From the CPU's viewpoint, it works like this on a typical machine:

- a virtual address is presented by the program.
- the Translation Lookaside Buffer consults all its entries in parallel, 
  for a recent virtual-to-physical mapping that applies.
- the TLB indicates that it has no mapping: omigod a TLB fault.
- the hardware takes the virtual page# (the high bits of the VA),
  prepends any address space (process) identifier, and hashes.
  (The hash function is defined in the architecture spec.)
- the hashed number is used as a subscript into a table in memory.
  (The CPU keeps the address of this table in a register, or else
  the architecture spec says where the table is.)
- the table entry gives you a physical page #. However, hash
  functions have a probability of collisions. So, the CPU
  uses that physical page# as a subscript, and fetches an entry
  from that famous inverted table.
- that table entry gives a virtual page#. If it matches, you are
  done.

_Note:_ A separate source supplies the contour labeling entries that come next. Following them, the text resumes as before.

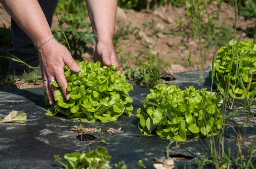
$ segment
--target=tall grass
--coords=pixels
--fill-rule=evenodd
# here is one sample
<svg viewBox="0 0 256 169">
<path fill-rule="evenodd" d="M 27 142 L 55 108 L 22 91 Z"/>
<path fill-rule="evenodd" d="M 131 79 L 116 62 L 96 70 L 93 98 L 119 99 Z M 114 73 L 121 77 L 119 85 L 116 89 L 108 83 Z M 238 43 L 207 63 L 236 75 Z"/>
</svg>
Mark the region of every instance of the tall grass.
<svg viewBox="0 0 256 169">
<path fill-rule="evenodd" d="M 198 26 L 198 23 L 200 21 L 200 18 L 198 17 L 198 15 L 197 14 L 197 11 L 196 8 L 195 8 L 195 6 L 193 0 L 190 0 L 190 3 L 192 6 L 192 11 L 193 11 L 193 14 L 192 14 L 193 17 L 193 28 L 194 31 L 198 35 L 199 39 L 199 45 L 200 47 L 200 53 L 201 53 L 201 69 L 200 71 L 200 77 L 201 79 L 201 82 L 202 85 L 202 87 L 203 88 L 203 72 L 202 71 L 202 59 L 203 56 L 202 54 L 201 51 L 201 36 L 200 34 L 200 28 Z M 237 0 L 233 0 L 233 6 L 234 8 L 234 11 L 235 12 L 235 28 L 233 33 L 233 39 L 234 41 L 237 42 L 237 45 L 239 44 L 239 39 L 236 38 L 236 30 L 237 23 L 237 18 L 238 16 L 238 9 L 237 6 Z M 215 54 L 216 51 L 216 46 L 218 45 L 218 42 L 220 37 L 220 30 L 218 36 L 217 38 L 217 40 L 215 43 L 215 48 L 214 50 L 214 54 L 212 58 L 212 74 L 211 77 L 212 78 L 212 85 L 211 85 L 211 90 L 212 91 L 213 84 L 214 83 L 214 79 L 215 78 L 215 69 L 214 69 L 214 61 L 215 59 Z M 255 39 L 254 39 L 254 40 Z M 232 64 L 233 63 L 234 59 L 236 56 L 238 58 L 238 52 L 237 48 L 236 48 L 236 51 L 233 51 L 233 55 L 231 58 L 231 67 L 232 67 Z M 238 60 L 237 61 L 237 63 L 239 62 Z M 241 66 L 241 62 L 240 62 L 240 64 L 239 66 Z M 238 73 L 238 70 L 240 68 L 238 68 L 238 65 L 237 64 L 236 65 L 236 75 L 237 76 L 240 76 Z M 228 74 L 228 82 L 230 82 L 230 76 L 231 74 L 232 69 L 230 69 L 229 73 Z M 252 76 L 251 76 L 252 77 Z M 241 77 L 240 77 L 240 78 Z M 239 82 L 238 82 L 239 83 Z M 253 166 L 253 164 L 251 161 L 253 157 L 254 156 L 254 154 L 256 152 L 256 150 L 254 150 L 254 147 L 256 144 L 256 137 L 254 138 L 253 141 L 252 141 L 252 144 L 249 147 L 248 150 L 247 152 L 244 152 L 244 146 L 247 146 L 245 144 L 245 137 L 246 133 L 246 127 L 248 126 L 247 124 L 249 120 L 250 116 L 250 107 L 253 105 L 255 104 L 255 103 L 253 103 L 252 99 L 250 100 L 250 101 L 249 101 L 249 100 L 247 99 L 247 101 L 244 103 L 244 107 L 239 110 L 233 113 L 231 113 L 229 115 L 226 115 L 226 113 L 227 112 L 227 107 L 225 106 L 226 103 L 229 100 L 229 89 L 230 87 L 230 83 L 227 83 L 226 84 L 226 86 L 225 90 L 225 92 L 224 93 L 224 104 L 222 107 L 222 112 L 223 113 L 223 124 L 221 128 L 222 131 L 220 134 L 219 134 L 217 138 L 218 138 L 218 141 L 216 141 L 215 140 L 214 138 L 208 137 L 208 135 L 207 135 L 207 140 L 208 142 L 208 148 L 210 151 L 210 157 L 206 156 L 206 160 L 204 160 L 201 163 L 201 164 L 204 165 L 207 163 L 212 163 L 215 166 L 216 169 L 222 169 L 222 168 L 239 168 L 239 169 L 243 169 L 247 168 L 250 167 L 250 168 L 254 169 L 255 168 Z M 247 89 L 244 89 L 244 92 L 245 90 Z M 203 103 L 204 101 L 204 98 L 203 98 Z M 247 103 L 248 103 L 248 106 L 247 105 Z M 203 103 L 204 104 L 204 103 Z M 248 108 L 250 111 L 247 112 L 246 110 L 247 108 Z M 239 133 L 236 132 L 234 127 L 232 125 L 228 122 L 227 123 L 228 118 L 231 117 L 233 115 L 234 115 L 236 114 L 239 113 L 242 111 L 243 111 L 244 114 L 243 116 L 243 124 L 242 126 L 242 132 L 241 133 L 240 132 Z M 236 137 L 236 140 L 237 142 L 237 147 L 238 148 L 239 152 L 236 155 L 236 158 L 234 158 L 232 156 L 231 151 L 231 147 L 228 147 L 227 148 L 227 153 L 225 152 L 225 149 L 227 149 L 226 147 L 224 147 L 224 132 L 226 128 L 226 126 L 230 126 L 232 129 L 234 130 L 235 132 L 236 133 L 237 136 Z M 215 142 L 218 142 L 218 147 L 216 146 L 217 144 Z M 244 154 L 247 153 L 247 155 L 245 155 Z M 206 161 L 207 161 L 207 163 L 205 163 Z M 202 161 L 201 161 L 202 162 Z M 200 167 L 200 166 L 199 166 Z M 201 166 L 202 167 L 202 166 Z"/>
</svg>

Shove the entry into the TLB and things are back to normal.
- if it doesn't match, then the entry also contains a pointer.
  Follow this: you are now going down a single-linked-list
  which threads through further entries in the inverted table.
- eventually, you find an entry (in the inverted table) which
  matches, or, you run off the end of the linked list. In that
  case, there is no valid mapping, and you take a page fault.
- Total: the CPU fetches one word from the hash table, and then
  fetches N entries from the inverted page table. If everything
  is well tuned, then N should on the average be 1.1 or 1.2 or
  so. On the IBM RS, the entries are 16 bytes, which conveniently
  happens to be the width of the bus to memory.
- so, IBM is expecting a TLB fault to take two or three memory reads.

The 88200 uses the direct (tree) scheme, and takes exactly two
one-word reads. The MIPS R3000 takes more, because they handle TLB
faults in software; they claim the faults are too rare to be worth
the hardware.

Other fun issues: keeping the tables in virtual memory: sharing:
multiprocessors.
-- 
Don		D.C.Lindsay 	Carnegie Mellon Computer Science